BEATING THE BOUNCE
If there’s one thing online retailers hate, it’s customers who “bounce”.
That’s the term for what happens when an internet shopper abandons a web store — sometimes even after they have loaded up their virtual shopping cart.
Consumers are fickle creatures and abandon brands for any number of reasons. Aware that one bad experience can turn a shopper against them forever, US retailers are spending hundreds of millions of dollars to improve service and keep customers loyal.
Some are testing new “Customer 360” software that lets them build a Facebook-style profile of each shopper, to understand what they want and how to keep them happy and clicking on “pay”. Chatbots are increasingly common and getting better at holding a meaningful conversation with customers. And behind the scenes, retailers are training customer-support people to act more like traditional salespeople.
“Retailers have realised consumers hyper-adopt and hyperabandon brands like never before,” says Brendan Witcher, a Forrester analyst who researches e-commerce and technology trends. “The products don’t really matter anymore. What does matter is the experience — and service is a key part of that.”
As always, Amazon.com looms over the industry. By and large, Amazon customers stay loyal, thanks to its Prime subscription, free shipping and peerless customer service.
Some retailers are pinning their hopes on Customer 360 software, so named because it’s designed to give them a 360-degree view of shoppers. The idea is to bring together on one screen data from the traditionally separate marketing, help-desk and sales departments, making it possible to build a Facebook-style profile of each shopper.
Patrick Stokes, who leads Salesforce’s Customer 360 project, says the software will help retailers provide service that feels “a lot more like an Amazon experience”.
Once your cellphone number pops up on a service agent’s screen, they’ll have an immediate history of your relationship with the brand: every purchase you’ve made, every product you’ve returned, every advertisement you’ve clicked on and every item you’ve tossed out of your basket before checkout. You will no longer have to spell out your name, find your order number or try to remember the last purchase you made — it will all be at the agent’s fingertips.
Shoppers are increasingly comfortable buying big-ticket items online, from dining sets to kitchen appliances. The last thing a retailer wants is for someone to bounce after putting thousands of dollars worth of purchases in their cart.
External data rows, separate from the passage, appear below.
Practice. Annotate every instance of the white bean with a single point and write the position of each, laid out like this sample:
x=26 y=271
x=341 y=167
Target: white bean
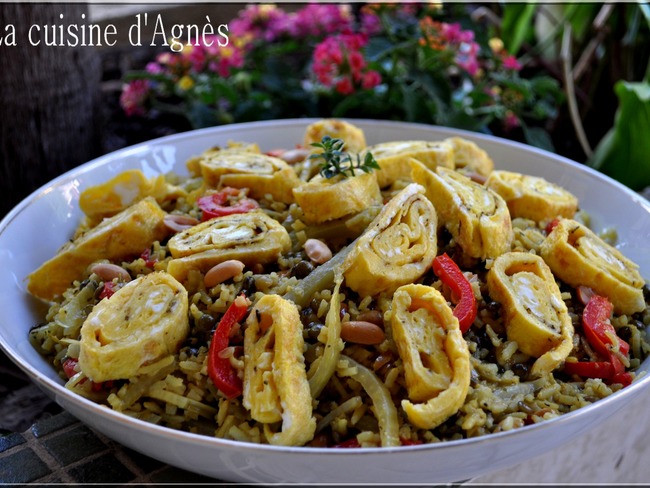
x=108 y=272
x=317 y=251
x=178 y=223
x=222 y=272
Build.com, a home improvement web store based in Chico, California, has built a 300-person team of project experts who help customers navigate the bewildering array of brands and products listed on the site.
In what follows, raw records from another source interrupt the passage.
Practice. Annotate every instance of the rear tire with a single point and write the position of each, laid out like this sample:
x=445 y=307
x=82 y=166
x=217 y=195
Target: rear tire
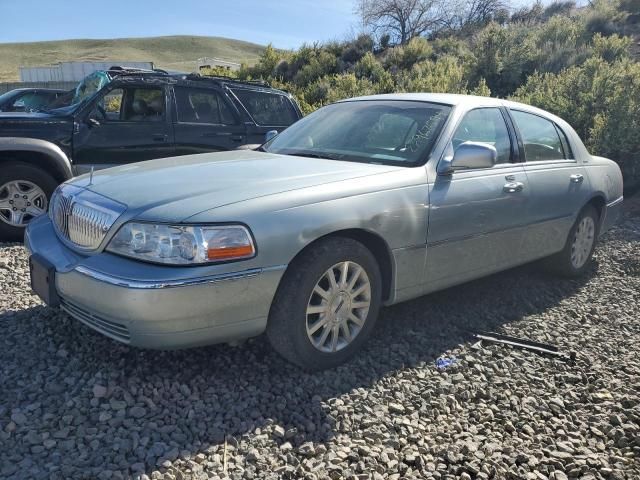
x=575 y=257
x=308 y=312
x=25 y=191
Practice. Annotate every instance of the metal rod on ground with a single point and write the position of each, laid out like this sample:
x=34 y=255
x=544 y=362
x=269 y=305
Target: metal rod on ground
x=525 y=344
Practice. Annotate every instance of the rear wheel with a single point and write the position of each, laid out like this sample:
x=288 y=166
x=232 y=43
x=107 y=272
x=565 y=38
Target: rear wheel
x=574 y=259
x=25 y=191
x=326 y=305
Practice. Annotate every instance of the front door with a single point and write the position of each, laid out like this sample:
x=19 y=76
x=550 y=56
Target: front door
x=125 y=125
x=476 y=216
x=206 y=122
x=558 y=183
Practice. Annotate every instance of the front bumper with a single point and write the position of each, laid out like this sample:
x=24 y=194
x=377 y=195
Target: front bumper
x=156 y=306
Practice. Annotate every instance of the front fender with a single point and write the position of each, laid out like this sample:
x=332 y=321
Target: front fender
x=56 y=160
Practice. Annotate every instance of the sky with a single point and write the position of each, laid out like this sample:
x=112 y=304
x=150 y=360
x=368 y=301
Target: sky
x=284 y=23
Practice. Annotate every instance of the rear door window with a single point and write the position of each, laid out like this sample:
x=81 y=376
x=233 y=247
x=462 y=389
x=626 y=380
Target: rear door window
x=539 y=136
x=485 y=125
x=196 y=105
x=272 y=109
x=132 y=105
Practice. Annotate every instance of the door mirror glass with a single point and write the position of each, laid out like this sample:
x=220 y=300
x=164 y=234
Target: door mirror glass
x=92 y=122
x=270 y=134
x=474 y=155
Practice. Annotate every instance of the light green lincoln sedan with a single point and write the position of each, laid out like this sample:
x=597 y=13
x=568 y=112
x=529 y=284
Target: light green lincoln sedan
x=366 y=202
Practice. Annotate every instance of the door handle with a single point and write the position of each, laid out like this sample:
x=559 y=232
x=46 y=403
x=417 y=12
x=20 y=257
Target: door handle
x=576 y=178
x=513 y=187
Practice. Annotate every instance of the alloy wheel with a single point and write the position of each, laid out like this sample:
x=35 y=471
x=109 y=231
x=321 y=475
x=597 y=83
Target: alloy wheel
x=583 y=242
x=20 y=202
x=338 y=307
“In the last two to three years, customers have started to buy more complex, larger sized orders online,” says president Russ Wheeler. “They are doing entire kitchen remodels online.”
One of the cheapest ways retailers can improve online service is to enlist chatbots. These digital helpmates have steadily improved in the past few years thanks to machine learning algorithms that have become better at carrying on humanlike conversations and even at anticipating customers’ needs.
Some people find chatbots creepy, but many shoppers have become used to them.
Chat-based marketing via Facebook lets retailers communicate with customers in the channels they inhabit 24/7, says Caroline Klatt, who runs Headliner Labs, a startup offering this service to Wander Beauty and other retailers. “This is going to expand the help desk from only waiting for inbound customer complaints to enabling them to do more than that,” she says.